Dépêche de Palestine sur COVID-19 – Briarpatch Magazine


Briarpatch s'est associé à Independent Jewish Voices pour publier une série de dépêches de Palestiniens et de militants de la solidarité avec la Palestine réfléchissant à la vie sous la pandémie COVID-19. Alors que le monde est aux prises avec l'épidémie et que nous organisons l'entraide et la solidarité dans de nombreuses villes, nous devons garder la Palestine dans nos esprits et nos cœurs.

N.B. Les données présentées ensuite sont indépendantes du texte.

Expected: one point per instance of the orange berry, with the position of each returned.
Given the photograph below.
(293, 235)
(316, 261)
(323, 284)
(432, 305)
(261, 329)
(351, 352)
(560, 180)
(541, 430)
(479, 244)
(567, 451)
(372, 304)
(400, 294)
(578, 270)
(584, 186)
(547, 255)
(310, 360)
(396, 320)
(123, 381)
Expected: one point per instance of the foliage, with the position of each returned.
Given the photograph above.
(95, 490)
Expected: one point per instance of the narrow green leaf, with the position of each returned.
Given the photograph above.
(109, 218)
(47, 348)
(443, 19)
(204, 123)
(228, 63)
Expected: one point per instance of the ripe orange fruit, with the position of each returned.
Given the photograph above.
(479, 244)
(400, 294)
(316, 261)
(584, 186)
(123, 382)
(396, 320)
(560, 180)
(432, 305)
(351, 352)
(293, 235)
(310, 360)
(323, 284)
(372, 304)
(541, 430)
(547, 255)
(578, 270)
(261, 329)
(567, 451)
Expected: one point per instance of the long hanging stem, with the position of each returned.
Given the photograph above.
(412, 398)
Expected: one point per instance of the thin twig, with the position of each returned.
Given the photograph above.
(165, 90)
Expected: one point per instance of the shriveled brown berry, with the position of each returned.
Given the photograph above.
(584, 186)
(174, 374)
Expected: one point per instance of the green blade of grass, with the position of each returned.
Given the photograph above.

Nous pouvons nous inspirer et tirer des leçons importantes des expériences de la vie palestinienne sous le couvre-feu militaire, les sièges et les restrictions de voyage. Loin de tirer une équation entre l'auto-isolement et l'occupation, nous espérons tirer des enseignements des stratégies employées par les Palestiniens depuis des décennies et entendre leurs conseils pour le monde en ces temps difficiles.

Plus que jamais, la Palestine doit être libre. Le siège brutal de Gaza et l'occupation en cours de la Cisjordanie sont des boîtes de débris pour le coronavirus. À ce jour, la bande de Gaza a confirmé neuf cas de virus. L'aide médicale doit entrer, les gens doivent avoir accès aux tests et Israël doit mettre fin à ses restrictions quotidiennes sur la vie palestinienne.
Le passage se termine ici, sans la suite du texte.